I homeschool our two daughters. Abbie is four, and Rachel started kindergarten this fall. I work hard to avoid labeling their learning strengths and weaknesses, as they are simply too little to know much of that with any certainty. But sometimes it is impossible to miss the clues.
This morning, Rachel delighted to comply when I asked her to count by ones to 79. She bounded into the kitchen to inspect our wall-mounted number display. Then she counted and, as she hit the 20’s, she began hopping as she said each number. At the 30’s, she started skipping around the kitchen table. When Rachel does this task sitting down, she gets mixed up a few times; today, she didn’t miss a digit.
Fast forward to lunch. As on most days, Rachel exclaimed, “Let’s talk!” It matters little what we talk about: a movie or book, an outing, a recent dream. She simply needs to verbalize the myriad ideas in her head and even, as Kathy says, enjoy the feel of the words in her mouth.
In the afternoon, she plopped onto the couch with a favorite book, telling herself the information she’d memorized from previous read-aloud sessions. Later, she described to me the intricate biography she had just imagined for the Transformer doll in her hand; for her, it was as important to tell the ideas as to think them up in the first place.

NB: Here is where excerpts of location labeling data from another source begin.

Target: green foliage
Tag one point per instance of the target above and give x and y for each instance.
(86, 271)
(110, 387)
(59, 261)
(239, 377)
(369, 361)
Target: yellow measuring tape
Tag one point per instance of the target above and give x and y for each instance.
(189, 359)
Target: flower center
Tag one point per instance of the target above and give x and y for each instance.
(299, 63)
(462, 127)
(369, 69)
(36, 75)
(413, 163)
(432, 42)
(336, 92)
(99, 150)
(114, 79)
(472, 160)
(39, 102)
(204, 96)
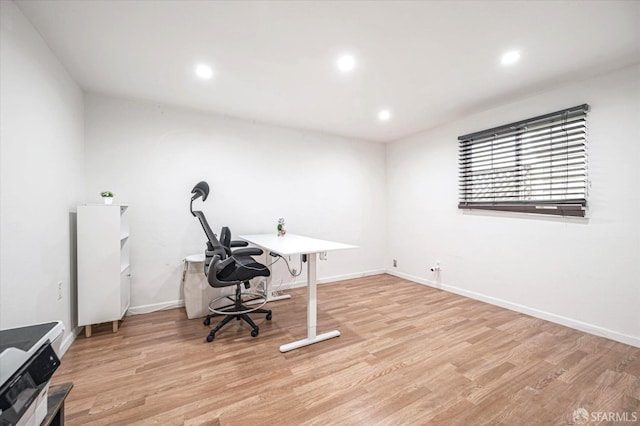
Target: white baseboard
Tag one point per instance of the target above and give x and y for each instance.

At one point, she broke from her monologue to turn on the CD player. Then she improvised some choreography for herself and the Transformer and belted out Hark! The Herald Angels Sing as she leaped and spun.
I noticed Rachel’s body-, word-, and music-smart abilities today because I’ve already seen them in many ways, even from her infancy. Of course, God is still developing much of this, so I cannot see a final picture of who she is being formed to be.
While Rachel is a unique creation, in one sense she is not unique. Like her, each child has been given a specific, wonderful mix of the eight intelligences. What an honor we have as parents and educators to witness the day-to-day unfolding of God’s plan in them!